Kondycja na starość ;-)
Ostatnio często zastanawiam się nad tym, jak długo jeszcze będę mogła cieszyć się Borkowem, pracą w tym trudnym ogrodzie, jazdą 100 km by tam być. Cudów nie ma, starość ma swoje prawa, a ja mam 74 lata i czasami miewam gorsze dni. Ale nawet w te gorsze dni nadal sprawnie funkcjonuję, docieram do ogrodu, tylko wtedy znacznie mniej mogę zrobić.
Tak było w ostatni piątek. Czyściłam staw i po 3 godzinach mialam siły tylko na to, by jakoś się pozbierać i wrócić do domu. A dzisiaj po 7 godzinach nadal jestem jak skowronek, mnóstwo pracy ogrodowej za mną a ja nadal nawet nie czuję zmęczenia. I oby takich dni było tylko więcej, a nie mniej ;-))))
Staw po bobrach wymagał wygrabienia! Masa zalegających gałązek wierzbowych, liści, jeszcze trochę i mialabym wierzbowy lasek zamiast stawu. Dużym ułatwieniem był bardzo niski poziom wody. Susza i woda tak nisko jak w lecie.

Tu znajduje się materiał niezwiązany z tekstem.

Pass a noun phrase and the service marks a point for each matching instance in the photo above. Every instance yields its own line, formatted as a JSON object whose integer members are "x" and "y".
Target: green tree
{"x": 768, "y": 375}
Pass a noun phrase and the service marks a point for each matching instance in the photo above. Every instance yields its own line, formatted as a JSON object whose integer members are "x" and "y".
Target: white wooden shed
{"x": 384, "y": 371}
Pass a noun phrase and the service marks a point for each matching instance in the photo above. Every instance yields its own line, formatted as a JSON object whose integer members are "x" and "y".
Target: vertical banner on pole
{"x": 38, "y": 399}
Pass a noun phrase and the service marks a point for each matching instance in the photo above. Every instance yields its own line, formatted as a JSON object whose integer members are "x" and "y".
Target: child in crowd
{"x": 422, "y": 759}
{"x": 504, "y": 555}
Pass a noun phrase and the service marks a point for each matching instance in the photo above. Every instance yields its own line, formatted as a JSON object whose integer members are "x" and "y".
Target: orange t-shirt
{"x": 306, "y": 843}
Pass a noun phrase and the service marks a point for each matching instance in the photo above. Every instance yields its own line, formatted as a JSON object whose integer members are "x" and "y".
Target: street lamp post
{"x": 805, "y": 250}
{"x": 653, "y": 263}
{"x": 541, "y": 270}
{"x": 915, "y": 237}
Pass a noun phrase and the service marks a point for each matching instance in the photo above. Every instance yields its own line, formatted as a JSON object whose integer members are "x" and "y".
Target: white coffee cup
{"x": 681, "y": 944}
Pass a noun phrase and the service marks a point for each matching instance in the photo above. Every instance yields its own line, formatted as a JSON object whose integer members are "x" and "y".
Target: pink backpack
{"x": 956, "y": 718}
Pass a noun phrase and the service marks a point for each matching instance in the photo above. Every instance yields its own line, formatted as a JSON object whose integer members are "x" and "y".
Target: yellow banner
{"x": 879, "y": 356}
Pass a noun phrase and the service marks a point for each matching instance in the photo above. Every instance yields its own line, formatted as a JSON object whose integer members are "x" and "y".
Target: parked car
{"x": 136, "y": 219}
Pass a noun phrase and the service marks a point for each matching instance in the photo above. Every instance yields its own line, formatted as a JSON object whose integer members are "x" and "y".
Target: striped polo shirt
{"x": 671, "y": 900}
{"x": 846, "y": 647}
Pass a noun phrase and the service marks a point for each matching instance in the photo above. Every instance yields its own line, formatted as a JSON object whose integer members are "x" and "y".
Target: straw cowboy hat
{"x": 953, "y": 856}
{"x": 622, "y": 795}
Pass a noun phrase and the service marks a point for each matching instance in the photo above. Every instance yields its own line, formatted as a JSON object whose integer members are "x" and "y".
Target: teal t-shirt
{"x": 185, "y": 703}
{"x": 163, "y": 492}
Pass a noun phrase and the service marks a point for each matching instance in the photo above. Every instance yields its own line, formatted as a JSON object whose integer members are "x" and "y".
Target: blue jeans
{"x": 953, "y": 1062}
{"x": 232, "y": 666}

Dzisiaj czyszczenie berberysowej i kończenie porządków na Bobrowej skarpie. Bardzo lubię te moje berberysowe królestwa!
Jeszcze śliczna hortensja pnąca i biała rutewka, ktora zaraz zakwitnie.
A i jeszcze zielsko ;-) pod płotem
Wprawdzie głównie widać tu pęcherznicę Zdechovice, ale tak sobie razem rosną. W środę ciąg dalszy. Mam nadzieję!